S’isoler à sa table de travail dans le silence de la fébrilité du jour ou de la quiétude de la nuit, regarder le stylo courir sur la feuille, voir des mots s’enchaîner, des lignes se remplir. Projeter le côté intime de soi dans des paragraphes. Écrire en retenant sa respiration jusqu’au point final. Écrire, c’est vivre un peu plus.

Écrire, c’est aussi faire des rencontres inattendues, se gaver de mûres sauvages, rire de ses élucubrations diurnes et nager au-dessus des nuages. L’écriture est un monde parallèle où l’arc-en-ciel colore les détours du sentier qui s’aplanit plus la pente est raide. Je crée des lacs, des rivières, des ruisseaux, j’invente des ailes au commun des mortels, je m’enfonce sous terre ou me greffe un troisième œil, l’imaginaire a pour seule limite celle que je lui impose.

Écrire, c’est la voie de ma liberté, cette liberté intérieure qui explose ou se ratatine, qui s’éveille ou s’endort mais qui survit à tous mes naufrages.

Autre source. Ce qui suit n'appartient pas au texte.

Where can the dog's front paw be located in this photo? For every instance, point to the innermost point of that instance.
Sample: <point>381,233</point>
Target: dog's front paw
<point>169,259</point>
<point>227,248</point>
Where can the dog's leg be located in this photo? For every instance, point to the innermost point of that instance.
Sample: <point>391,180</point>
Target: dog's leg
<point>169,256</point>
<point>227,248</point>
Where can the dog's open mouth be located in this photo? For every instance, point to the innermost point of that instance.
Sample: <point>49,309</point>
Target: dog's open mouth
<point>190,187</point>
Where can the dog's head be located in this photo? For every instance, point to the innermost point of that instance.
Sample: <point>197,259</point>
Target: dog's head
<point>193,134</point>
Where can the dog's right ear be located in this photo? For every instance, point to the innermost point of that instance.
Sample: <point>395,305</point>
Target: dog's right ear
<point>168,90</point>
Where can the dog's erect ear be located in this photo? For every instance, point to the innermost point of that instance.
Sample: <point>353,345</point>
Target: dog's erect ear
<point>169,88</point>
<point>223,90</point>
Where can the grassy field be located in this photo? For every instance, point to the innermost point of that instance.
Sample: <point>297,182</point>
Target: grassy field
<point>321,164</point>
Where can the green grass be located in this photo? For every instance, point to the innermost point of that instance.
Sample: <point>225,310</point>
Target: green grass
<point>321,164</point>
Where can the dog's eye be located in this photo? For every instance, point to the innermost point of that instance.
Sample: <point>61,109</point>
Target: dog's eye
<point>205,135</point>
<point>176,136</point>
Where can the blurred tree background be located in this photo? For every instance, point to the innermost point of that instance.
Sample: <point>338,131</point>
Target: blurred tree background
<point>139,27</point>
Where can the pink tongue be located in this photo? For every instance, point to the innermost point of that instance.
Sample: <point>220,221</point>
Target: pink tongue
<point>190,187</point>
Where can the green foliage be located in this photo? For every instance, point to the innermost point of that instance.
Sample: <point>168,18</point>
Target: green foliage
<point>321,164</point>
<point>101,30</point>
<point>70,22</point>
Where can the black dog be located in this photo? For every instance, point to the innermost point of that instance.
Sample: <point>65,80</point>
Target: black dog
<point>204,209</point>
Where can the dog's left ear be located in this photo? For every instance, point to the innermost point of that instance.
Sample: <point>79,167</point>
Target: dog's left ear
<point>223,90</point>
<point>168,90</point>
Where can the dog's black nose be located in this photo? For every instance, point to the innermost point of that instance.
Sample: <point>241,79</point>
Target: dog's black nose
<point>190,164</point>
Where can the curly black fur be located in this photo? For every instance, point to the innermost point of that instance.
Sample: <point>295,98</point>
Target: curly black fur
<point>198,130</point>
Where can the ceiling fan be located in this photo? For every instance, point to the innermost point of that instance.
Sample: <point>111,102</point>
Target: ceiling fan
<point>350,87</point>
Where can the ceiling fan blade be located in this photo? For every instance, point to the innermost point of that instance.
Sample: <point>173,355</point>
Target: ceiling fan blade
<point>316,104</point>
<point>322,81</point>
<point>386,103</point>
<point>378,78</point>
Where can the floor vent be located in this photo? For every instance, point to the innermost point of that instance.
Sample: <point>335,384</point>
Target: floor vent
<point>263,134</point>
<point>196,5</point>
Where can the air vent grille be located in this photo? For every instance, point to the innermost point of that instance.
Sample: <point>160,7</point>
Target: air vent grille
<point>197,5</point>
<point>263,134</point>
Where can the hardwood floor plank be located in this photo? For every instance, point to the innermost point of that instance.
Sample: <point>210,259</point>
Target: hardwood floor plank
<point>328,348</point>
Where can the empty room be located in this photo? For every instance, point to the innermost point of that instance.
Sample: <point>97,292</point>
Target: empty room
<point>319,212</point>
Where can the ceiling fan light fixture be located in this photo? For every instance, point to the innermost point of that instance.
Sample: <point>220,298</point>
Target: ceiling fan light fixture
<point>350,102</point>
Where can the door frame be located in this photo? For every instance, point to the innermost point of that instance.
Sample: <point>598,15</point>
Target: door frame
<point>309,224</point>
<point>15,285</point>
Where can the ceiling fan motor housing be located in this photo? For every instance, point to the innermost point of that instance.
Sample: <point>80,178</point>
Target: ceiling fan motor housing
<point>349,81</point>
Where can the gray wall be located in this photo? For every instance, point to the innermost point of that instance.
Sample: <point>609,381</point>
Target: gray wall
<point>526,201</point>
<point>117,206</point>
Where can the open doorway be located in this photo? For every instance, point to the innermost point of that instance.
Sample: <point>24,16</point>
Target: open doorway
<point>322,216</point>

Écrire, c’est se dé-couvrir. Partager mon écriture, c’est faire confiance au monde qui gravite autour de moi, leur livrer une part cachée de mon intérieur. Les partager devient un défi qu’il m’importe de relever chaque jour un peu plus. Et l’expérience du partage me confirme que le monde traîne des expériences différentes mais des sentiments sans cesse renouvelés de génération en génération.

Écrire, c’est un souffle magique.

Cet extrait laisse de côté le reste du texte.